Целью этой работы является поиск возможностей сделать культурно-историческую психологию, которую мой опыт позволяет рассматривать как самую перспективную из действительно психологических школ, прикладной и объяснительной. Иначе говоря, я бы хотел иметь не просто науку, а действенный инструмент, который помог бы мне жить лучше, меняя себя и свое психологическое окружение в соответствии с моим представлением о счастье.

В отношении же языка еще придется подумать. Каким-то образом надо найти ответ на вопрос: какой же язык нам нужен, чтобы сделать такую науку.

Одна из сложностей с языком, которую я сейчас хочу показать, безусловно, имеет всеобщий характер, но многими исследователями, и в частности, П.Серио (Seriot), на работу которого я буду опираться, рассматривается как относящаяся лишь к социалистической действительности. Могу сказать, что, на мой взгляд, описываемое явление, с одной стороны, имеет место в любой стране, а с другой, в любом сообществе, в том числе и научном:

«Бытует мнение, – пишет Серио, – будто в СССР и других социалистических странах существует некий особый язык (Langue). Это явление уникально в своем роде: это язык власти…

Этот язык, известный во Франции как “langue de bois”, или “советский”, якобы обладает рядом признаков: магичностью, таинственностью, тяжеловесностью и максимальной непрозрачностью» (Серио, с.83).

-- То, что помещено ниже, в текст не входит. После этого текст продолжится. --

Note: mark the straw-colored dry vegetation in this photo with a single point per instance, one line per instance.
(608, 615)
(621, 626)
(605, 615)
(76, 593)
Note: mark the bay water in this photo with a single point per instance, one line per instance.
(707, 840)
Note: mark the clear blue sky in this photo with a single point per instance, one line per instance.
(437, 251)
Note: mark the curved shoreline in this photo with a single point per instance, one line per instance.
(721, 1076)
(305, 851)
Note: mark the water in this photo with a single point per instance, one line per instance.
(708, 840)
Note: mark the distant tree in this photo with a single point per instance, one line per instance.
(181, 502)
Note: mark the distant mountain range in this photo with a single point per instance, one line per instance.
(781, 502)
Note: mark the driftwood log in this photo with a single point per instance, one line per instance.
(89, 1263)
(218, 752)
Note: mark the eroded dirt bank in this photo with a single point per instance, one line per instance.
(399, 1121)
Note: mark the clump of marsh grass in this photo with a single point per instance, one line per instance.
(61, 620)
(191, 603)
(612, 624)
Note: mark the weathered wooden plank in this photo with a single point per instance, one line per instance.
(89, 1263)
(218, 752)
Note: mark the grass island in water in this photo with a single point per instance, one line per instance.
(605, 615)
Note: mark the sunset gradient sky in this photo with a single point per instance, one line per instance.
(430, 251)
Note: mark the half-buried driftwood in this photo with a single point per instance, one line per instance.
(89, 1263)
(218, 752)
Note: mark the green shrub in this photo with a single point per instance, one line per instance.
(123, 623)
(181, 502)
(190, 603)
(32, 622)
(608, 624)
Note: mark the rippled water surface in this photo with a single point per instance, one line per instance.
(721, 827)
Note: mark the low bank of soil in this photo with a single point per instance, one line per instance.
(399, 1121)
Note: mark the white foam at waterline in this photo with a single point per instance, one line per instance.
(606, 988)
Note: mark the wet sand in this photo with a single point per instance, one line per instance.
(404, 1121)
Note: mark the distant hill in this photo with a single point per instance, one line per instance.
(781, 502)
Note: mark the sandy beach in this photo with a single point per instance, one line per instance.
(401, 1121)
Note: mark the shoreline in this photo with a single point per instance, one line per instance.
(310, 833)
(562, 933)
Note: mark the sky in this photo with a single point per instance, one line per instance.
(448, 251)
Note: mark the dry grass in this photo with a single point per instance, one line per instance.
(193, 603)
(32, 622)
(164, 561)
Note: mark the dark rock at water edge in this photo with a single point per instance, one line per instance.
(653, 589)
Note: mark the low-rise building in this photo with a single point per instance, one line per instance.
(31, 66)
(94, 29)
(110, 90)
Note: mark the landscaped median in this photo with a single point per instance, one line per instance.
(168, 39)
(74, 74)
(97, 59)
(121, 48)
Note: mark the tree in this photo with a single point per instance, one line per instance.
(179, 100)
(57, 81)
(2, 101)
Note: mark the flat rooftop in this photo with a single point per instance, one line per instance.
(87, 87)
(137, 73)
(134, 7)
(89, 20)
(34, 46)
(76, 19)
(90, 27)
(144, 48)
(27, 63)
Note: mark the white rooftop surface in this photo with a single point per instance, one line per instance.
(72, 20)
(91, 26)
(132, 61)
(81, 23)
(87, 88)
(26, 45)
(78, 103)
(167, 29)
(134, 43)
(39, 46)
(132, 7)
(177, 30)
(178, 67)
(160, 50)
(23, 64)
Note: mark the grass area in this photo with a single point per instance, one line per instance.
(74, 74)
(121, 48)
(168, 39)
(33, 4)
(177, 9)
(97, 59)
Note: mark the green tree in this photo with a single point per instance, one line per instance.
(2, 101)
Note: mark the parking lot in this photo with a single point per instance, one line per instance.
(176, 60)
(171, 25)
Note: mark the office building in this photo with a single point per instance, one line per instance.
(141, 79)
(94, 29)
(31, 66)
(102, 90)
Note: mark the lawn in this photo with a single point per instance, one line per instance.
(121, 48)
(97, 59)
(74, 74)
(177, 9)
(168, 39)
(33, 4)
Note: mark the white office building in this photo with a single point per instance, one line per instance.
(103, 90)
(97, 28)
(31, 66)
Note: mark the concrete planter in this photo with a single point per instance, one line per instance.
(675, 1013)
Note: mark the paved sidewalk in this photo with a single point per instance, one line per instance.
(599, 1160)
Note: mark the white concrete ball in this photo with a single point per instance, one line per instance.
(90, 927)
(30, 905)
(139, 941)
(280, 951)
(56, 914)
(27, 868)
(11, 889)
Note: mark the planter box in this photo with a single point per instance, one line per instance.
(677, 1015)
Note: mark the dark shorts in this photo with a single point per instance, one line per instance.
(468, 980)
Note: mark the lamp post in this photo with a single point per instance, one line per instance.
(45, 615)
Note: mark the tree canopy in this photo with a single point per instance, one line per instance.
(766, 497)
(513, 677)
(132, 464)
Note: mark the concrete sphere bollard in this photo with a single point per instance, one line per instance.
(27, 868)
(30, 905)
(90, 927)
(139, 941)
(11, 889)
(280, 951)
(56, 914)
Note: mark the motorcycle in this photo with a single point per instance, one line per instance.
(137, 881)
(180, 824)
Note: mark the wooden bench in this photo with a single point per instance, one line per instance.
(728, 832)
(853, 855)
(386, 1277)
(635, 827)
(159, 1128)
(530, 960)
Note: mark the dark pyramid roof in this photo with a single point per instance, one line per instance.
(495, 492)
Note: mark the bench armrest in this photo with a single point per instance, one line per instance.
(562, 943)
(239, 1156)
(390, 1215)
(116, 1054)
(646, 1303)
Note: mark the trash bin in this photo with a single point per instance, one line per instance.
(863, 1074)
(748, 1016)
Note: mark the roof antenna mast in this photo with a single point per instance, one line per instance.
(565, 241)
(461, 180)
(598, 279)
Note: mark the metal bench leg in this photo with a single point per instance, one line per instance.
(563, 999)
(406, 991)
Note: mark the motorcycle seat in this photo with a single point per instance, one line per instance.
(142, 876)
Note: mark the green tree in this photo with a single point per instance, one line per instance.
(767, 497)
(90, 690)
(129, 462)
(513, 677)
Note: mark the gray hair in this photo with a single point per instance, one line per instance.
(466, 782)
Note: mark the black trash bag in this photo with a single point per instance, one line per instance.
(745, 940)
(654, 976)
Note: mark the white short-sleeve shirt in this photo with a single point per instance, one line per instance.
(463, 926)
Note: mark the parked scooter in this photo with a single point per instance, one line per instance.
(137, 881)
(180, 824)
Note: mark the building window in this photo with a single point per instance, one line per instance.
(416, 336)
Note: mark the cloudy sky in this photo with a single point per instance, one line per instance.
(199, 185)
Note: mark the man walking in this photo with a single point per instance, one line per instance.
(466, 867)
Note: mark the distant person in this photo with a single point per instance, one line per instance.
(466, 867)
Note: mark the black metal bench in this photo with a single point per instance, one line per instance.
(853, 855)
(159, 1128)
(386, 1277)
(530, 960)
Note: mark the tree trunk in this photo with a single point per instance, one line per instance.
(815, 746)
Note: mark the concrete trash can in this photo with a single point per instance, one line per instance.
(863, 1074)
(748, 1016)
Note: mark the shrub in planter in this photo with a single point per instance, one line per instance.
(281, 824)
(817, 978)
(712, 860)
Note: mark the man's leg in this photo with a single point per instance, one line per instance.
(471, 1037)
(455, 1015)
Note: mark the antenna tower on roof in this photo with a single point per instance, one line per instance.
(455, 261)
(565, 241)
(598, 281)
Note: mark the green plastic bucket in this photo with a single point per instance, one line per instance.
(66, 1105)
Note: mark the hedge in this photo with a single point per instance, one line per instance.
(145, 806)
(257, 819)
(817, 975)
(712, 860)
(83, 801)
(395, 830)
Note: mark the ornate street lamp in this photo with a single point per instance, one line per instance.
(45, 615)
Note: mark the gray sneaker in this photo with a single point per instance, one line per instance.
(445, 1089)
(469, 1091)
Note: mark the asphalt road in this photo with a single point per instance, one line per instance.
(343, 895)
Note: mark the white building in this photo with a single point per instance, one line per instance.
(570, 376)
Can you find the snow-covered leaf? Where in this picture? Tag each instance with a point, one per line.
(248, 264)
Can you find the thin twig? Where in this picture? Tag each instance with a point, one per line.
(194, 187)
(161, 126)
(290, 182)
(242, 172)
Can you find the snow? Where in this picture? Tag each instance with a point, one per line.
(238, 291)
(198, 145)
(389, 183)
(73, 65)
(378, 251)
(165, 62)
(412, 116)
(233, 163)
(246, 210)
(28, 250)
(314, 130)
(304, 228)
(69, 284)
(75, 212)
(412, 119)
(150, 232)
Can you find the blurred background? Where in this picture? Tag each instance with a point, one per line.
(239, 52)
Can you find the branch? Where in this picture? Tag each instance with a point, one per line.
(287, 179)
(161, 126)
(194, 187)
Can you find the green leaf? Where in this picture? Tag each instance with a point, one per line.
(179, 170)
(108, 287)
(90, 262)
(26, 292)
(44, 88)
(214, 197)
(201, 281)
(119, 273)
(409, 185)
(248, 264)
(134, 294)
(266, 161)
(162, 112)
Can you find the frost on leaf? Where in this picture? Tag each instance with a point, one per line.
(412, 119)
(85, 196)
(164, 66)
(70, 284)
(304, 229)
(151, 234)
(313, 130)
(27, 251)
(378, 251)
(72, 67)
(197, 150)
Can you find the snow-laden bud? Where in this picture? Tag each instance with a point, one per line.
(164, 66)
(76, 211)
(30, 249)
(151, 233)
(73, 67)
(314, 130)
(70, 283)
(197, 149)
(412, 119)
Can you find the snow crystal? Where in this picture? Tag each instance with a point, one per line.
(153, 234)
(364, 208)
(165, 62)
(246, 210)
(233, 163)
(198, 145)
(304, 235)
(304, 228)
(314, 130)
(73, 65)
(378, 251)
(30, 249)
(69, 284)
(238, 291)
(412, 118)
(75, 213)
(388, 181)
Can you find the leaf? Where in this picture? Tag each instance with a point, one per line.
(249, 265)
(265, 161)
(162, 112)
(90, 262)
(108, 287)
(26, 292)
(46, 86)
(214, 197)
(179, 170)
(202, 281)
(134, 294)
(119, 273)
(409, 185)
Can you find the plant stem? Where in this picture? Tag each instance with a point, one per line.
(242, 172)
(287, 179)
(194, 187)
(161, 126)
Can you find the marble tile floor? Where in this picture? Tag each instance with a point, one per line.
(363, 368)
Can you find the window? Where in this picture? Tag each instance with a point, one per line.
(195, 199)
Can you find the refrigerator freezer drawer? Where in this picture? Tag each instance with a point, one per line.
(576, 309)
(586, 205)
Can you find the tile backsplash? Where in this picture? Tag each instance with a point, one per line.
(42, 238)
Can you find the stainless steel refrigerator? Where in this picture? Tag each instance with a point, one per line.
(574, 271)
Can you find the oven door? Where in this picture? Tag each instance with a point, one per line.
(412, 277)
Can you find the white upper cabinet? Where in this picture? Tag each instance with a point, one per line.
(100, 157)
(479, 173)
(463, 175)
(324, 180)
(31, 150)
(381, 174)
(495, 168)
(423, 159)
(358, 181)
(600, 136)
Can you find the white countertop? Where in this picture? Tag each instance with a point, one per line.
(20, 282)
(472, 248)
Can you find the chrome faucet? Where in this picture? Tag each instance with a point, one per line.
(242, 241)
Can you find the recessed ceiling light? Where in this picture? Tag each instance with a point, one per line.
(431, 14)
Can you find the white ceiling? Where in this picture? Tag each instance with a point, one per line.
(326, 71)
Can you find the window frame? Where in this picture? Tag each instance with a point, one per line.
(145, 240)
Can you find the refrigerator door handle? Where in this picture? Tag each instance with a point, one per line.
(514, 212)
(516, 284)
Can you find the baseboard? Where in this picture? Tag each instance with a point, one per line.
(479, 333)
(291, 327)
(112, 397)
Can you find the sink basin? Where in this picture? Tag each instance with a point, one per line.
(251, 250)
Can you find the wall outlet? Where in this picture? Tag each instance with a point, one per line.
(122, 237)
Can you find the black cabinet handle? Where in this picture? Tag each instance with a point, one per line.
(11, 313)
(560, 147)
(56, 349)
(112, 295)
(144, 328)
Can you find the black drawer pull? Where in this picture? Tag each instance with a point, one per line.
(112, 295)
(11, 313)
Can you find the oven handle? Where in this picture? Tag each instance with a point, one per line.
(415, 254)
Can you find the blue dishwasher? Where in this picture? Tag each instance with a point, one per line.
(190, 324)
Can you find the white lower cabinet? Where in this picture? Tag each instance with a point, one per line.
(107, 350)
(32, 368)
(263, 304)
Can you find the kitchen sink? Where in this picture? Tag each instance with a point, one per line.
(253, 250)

Далее я просто приведу подборку из цитат, которая достаточно полно обрисовывает это явление:

«Большинство критиков “советского языка” обращают внимание на чудовищный персонаж, лингвистического монстра, сверхчеловеческое существо, намерения которого, однако, весьма человечны: речь идет об абсолютном Властелине языка, хозяине слов, который и определяет их значение» (Там же).

Для подтверждения Серио приводит выдержки из работ различных лингвистов:

«Поскольку Слово, как и вся система коммуникации, находится в руках Вождя, высшего авторитета, слова и знаки не могут иметь иных значений помимо тех, которые официально приписываются им (Heller).

Властелин, т. е.политический авторитет, создает также новые слова: он является изобретателем языка. <…> Создание языка имеет свою историю: “Первой характеристикой советского языка является его планомерное создание (основы были заложены еще до революции)” (Heller). Гибкость значения слов умышленно используется Властелином <…> с целью манипулирования обществом.“Государство определяет значение слов, санкционирует их употребление и создает магический круг, в который должен войти каждый, кто хочет понимать или быть понятым в условиях советской системы” (Heller).

Истинное и ложное.

Прослеживается малозаметный сдвиг от неустойчивости значений в языке, “созданном” и “монополизированном” государством, к их ложности, ко лжи. Слова в таком случае оказываются неуместными, сознательно искаженными:

“Самолюбование и самовосхваление являются ширмой, прикрывающей безотрадное существование советских республик, за которыми установились казенно-восторженные эпитеты: цветущая Украина, солнечная Грузия и т. п.” (Фесенко)» (Там же, с.84).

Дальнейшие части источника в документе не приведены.